Tetsuo Handa May 2, 2019, 1:17 p.m. UTC | #6

On 2019/05/02 19:51, Sebastian Andrzej Siewior wrote:
>>>> * some buffer allocations had to be done with GFP_ATOMIC, making them
>>>>   more likely to fail. Since we fail closed that means failure would
>>>>   block access. This actually became a serious problem in a couple
>>>>   places. Switching to per cpu buffers and blocking pre-empt was
>>>>   the solution.
>>>
>>> GFP_KERNEL is allowed to use IO/SWAP and ATOMIC has emergency pools. The
>>> new approach won't return a NULL pointer, simply spin to either allocate
>>> new memory or get one which was just returned.
>>>
>>
>> yeah, I am not really a fan of a potential infinite loop trying to allocate
>> memory. It may be worth retrying once or twice but potentially infinitely
>> spinning on failed allocation really isn't acceptable.
> 
> It shouldn't spin infinitely because even if kmalloc() does not return
> any memory, one of the other CPUs should return their buffer at some
> point. However, if you don't like it I could add two retries and return
> NULL + fixup callers. On the other hand if the other CPUs BUG() with the
> buffers then yes, we may spin.
> So limited retries it is?

There is 'The "too small to fail" memory-allocation rule'
( https://lwn.net/Articles/627419/ ) where GFP_KERNEL allocation for
size <= 32768 bytes never fails unless current thread was killed by
the OOM killer. This means that kmalloc() in

+char *aa_get_buffer(void)
+{
+	union aa_buffer *aa_buf;
+
+try_again:
+	spin_lock(&aa_buffers_lock);
+	if (!list_empty(&aa_global_buffers)) {
+		aa_buf = list_first_entry(&aa_global_buffers, union aa_buffer,
+					  list);
+		list_del(&aa_buf->list);
+		spin_unlock(&aa_buffers_lock);
+		return &aa_buf->buffer[0];
+	}
+	spin_unlock(&aa_buffers_lock);
+
+	aa_buf = kmalloc(aa_g_path_max, GFP_KERNEL);
+	if (WARN_ON_ONCE(!aa_buf))
+		goto try_again;
+	return &aa_buf->buffer[0];
+}

can't return NULL unless current thread was killed by the OOM killer
if aa_g_path_max <= 32768. On the other hand, if aa_g_path_max > 32768,
this allocation can easily fail, and retrying forever is very bad.
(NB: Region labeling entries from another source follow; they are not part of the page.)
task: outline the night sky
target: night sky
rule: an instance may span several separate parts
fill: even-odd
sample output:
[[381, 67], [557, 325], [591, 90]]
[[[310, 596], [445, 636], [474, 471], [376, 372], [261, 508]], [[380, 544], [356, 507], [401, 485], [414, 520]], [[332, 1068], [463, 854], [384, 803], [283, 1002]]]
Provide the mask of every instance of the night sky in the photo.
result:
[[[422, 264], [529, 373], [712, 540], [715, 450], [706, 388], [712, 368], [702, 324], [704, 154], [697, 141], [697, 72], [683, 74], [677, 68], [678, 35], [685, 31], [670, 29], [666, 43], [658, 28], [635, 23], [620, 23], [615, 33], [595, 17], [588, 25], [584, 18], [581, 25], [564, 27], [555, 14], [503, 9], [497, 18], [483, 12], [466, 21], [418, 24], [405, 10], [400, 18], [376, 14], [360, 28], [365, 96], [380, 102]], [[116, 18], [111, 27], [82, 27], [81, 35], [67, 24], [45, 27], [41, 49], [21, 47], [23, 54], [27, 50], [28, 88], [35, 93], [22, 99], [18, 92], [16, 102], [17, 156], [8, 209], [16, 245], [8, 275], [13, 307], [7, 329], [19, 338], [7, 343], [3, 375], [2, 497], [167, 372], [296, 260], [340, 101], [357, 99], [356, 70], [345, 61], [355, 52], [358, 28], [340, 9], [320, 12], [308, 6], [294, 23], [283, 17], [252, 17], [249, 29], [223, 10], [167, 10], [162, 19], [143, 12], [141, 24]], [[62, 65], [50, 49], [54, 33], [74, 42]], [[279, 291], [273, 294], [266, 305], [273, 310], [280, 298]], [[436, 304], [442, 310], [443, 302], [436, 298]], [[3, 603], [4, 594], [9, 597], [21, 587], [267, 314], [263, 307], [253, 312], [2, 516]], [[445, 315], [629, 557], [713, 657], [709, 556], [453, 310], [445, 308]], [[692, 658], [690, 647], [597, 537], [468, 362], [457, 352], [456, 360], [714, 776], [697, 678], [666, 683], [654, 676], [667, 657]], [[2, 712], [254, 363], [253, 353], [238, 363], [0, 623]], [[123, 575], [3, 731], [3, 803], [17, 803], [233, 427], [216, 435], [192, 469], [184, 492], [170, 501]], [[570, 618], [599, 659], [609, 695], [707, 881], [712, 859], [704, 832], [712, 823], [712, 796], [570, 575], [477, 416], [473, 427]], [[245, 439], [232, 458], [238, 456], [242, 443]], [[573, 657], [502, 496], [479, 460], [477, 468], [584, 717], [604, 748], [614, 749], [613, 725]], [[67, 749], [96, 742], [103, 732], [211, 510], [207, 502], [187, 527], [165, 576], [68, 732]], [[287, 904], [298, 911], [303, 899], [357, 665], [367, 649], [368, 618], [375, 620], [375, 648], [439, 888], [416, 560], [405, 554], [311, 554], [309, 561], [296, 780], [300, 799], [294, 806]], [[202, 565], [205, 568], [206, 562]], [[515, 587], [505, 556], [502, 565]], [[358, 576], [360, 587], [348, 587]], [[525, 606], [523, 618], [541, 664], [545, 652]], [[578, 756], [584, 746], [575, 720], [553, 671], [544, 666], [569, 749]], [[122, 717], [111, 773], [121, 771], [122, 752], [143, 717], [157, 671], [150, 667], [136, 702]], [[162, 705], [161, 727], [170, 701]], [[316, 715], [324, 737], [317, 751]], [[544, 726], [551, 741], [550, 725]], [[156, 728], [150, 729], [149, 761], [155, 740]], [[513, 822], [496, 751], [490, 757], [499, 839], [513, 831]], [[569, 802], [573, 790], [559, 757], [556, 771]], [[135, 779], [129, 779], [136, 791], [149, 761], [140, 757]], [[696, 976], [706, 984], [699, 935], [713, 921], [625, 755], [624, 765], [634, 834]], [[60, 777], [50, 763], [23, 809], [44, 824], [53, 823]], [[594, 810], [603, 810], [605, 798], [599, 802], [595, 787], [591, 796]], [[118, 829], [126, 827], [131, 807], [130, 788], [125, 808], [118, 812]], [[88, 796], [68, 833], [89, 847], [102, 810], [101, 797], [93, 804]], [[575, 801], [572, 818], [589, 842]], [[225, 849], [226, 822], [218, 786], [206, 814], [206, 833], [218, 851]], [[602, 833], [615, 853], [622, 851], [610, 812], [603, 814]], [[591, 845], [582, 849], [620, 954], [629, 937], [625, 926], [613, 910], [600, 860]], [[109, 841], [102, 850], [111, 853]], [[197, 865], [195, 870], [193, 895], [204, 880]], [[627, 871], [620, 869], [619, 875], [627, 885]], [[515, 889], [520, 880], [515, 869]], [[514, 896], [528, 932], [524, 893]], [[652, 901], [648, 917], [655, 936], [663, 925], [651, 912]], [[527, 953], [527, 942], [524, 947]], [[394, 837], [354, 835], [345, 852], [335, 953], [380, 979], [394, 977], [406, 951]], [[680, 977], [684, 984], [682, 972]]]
If current thread was killed by the OOM killer, current thread should be
able to bail out without retrying. If allocation can never succeed (e.g.
aa_g_path_max == 1073741824 was specified), we must bail out.



By the way, did you really test your patch?

> @@ -1399,6 +1404,7 @@ static int param_set_aauint(const char *val, const struct kernel_param *kp)
>  		return -EPERM;
>  
>  	error = param_set_uint(val, kp);
> +	aa_g_path_max = min_t(uint32_t, aa_g_path_max, sizeof(union aa_buffer));

I think that this will guarantee that aa_g_path_max <= sizeof(struct list_head)
which is too small to succeed. :-(

>  	pr_info("AppArmor: buffer size set to %d bytes\n", aa_g_path_max);
>  
>  	return error;

Sebastian Andrzej Siewior May 2, 2019, 1:47 p.m. UTC | #7

On 2019-05-02 22:17:35 [+0900], Tetsuo Handa wrote:
> There is 'The "too small to fail" memory-allocation rule'
> ( https://lwn.net/Articles/627419/ ) where GFP_KERNEL allocation for
> size <= 32768 bytes never fails unless current thread was killed by
> the OOM killer. This means that kmalloc() in
> 
> +char *aa_get_buffer(void)
> +{
> +	union aa_buffer *aa_buf;
> +
> +try_again:
> +	spin_lock(&aa_buffers_lock);
> +	if (!list_empty(&aa_global_buffers)) {
> +		aa_buf = list_first_entry(&aa_global_buffers, union aa_buffer,
> +					  list);
> +		list_del(&aa_buf->list);
> +		spin_unlock(&aa_buffers_lock);
> +		return &aa_buf->buffer[0];
> +	}
> +	spin_unlock(&aa_buffers_lock);
> +
> +	aa_buf = kmalloc(aa_g_path_max, GFP_KERNEL);
> +	if (WARN_ON_ONCE(!aa_buf))
> +		goto try_again;
> +	return &aa_buf->buffer[0];
> +}
> 
> can't return NULL unless current thread was killed by the OOM killer
> if aa_g_path_max <= 32768. On the other hand, if aa_g_path_max > 32768,
> this allocation can easily fail, and retrying forever is very bad.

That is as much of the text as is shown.